La semaine dernière, les acheteurs Logan Sarch, Lyn Beasant et Rob Pretty se sont réunis sur le site de ce qui sera un jour leur quartier commun pour s'apitoyer sur les retards.

Mme Beasant et son fils de 18 ans ont dû quitter des appartements de courte durée à quatre reprises en attendant que leur nouvelle maison soit disponible.

Portrait de Lyn Beasant.

Lyn Beasant, qui est infirmière, s'inquiète de devoir payer la maison nettement plus chère que prévu.

Photo : Radio-Canada / Stu Mills

Elle aussi a vu les taux d'intérêt hypothécaires doubler et elle s'inquiète de voir sa maison devenir hors de prix.

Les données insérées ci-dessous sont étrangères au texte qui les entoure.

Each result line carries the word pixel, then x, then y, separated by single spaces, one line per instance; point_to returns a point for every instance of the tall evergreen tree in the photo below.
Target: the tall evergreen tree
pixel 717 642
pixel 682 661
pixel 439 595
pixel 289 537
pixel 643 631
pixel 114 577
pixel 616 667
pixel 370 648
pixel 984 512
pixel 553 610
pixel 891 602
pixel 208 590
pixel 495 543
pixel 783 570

J'avais l'habitude de passer devant parce que je voulais voir les progrès, parce que c'était excitant. Je ne le fais plus maintenant parce que ça me brise le cœur, a-t-elle expliqué, impuissante.

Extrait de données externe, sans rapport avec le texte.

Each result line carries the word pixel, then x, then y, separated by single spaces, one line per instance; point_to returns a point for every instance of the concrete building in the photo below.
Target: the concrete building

Fils souterrains, acheteurs fatigués

Les pénuries de main-d'œuvre et de matériaux de construction ont causé certains retards. Et l'obtention des permis municipaux nécessaires pour commencer le lotissement de 165 unités en a causé davantage.

La porte-parole d'Hydro One, Tiziana Baccega Rosa, a mentionné que le retard du projet, et le rôle que la compagnie d'électricité a pu y jouer, sont inacceptables pour nous.

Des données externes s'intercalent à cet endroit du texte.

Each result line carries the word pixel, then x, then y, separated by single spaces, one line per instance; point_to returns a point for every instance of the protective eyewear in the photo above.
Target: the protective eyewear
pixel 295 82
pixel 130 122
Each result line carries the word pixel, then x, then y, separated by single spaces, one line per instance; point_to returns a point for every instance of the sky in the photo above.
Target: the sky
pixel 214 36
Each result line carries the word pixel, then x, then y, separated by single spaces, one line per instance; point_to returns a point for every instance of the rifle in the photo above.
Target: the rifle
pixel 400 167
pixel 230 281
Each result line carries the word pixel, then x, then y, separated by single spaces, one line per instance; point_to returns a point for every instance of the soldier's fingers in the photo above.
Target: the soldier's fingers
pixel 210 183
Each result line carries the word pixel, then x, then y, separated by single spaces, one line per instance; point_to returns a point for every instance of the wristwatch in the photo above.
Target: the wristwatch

Personne ne blâme Hydro One, mais plutôt une décision prise par le conseil municipal de Smiths Falls le 27 juin.

À la suggestion de la conseillère municipale Nicki Dwyer, le conseil a convenu qu'une ligne électrique alimentant les nouvelles maisons à partir de l'autoroute 15 voisine s'intégrerait mieux à l'environnement et serait plus résistante aux tempêtes si elle était enfouie sous terre.

La majorité du conseil était d'accord, et la présidente de la réunion, Wendy Alford, a même refusé de demander une ventilation des coûts à Hydro One pour la ligne souterraine plus coûteuse, puisque nous ne paierons pas la note.

Le conseil s'en fichait, il n'a pas tenu compte de notre situation, a déclaré Rob Pretty, dont le fils et la jeune famille attendaient une date d'emménagement.

Un poteau «Hydro».

Personne ne blâme Hydro One, mais plutôt une décision prise par le conseil municipal de Smiths Falls le 27 juin.

Photo : Radio-Canada / Stu Mills

Le personnel municipal a découvert qu'à un moment donné dans les années 1980, une clôture et un stationnement ont été construits sur l'emprise appartenant à la Municipalité, nécessaire aujourd'hui pour le prolongement de la ligne électrique vers le lotissement.

Le président de Leisure Days RV Group, Jeffrey Kyle, a assuré que son entreprise ne savait pas qu'elle avait empiété sur le terrain et qu'elle travaillait avec la Municipalité ainsi que Hydro One pour déplacer le stock et arracher la clôture afin que les travaux de tranchée puissent commencer.

Je suis de tout cœur avec ces gens, a affirmé le maire sortant de Smiths Falls, Shawn Pankow, qui tente d’être réélu le 24 octobre.

Portrait du maire de Smiths Falls.

Le maire de Smiths Falls, Shawn Pankow, dit qu'il espère que la situation sera réglée rapidement.

Photo : Radio-Canada / Stu Mills

M. Pankow a déclaré lundi qu'une ligne temporaire vers les 15 maisons était mise en place, tandis que les travaux sur la ligne permanente et enterrée devaient commencer de façon imminente.

Nous voulons que ces maisons soient occupées, nous voulons des gens dans ces maisons.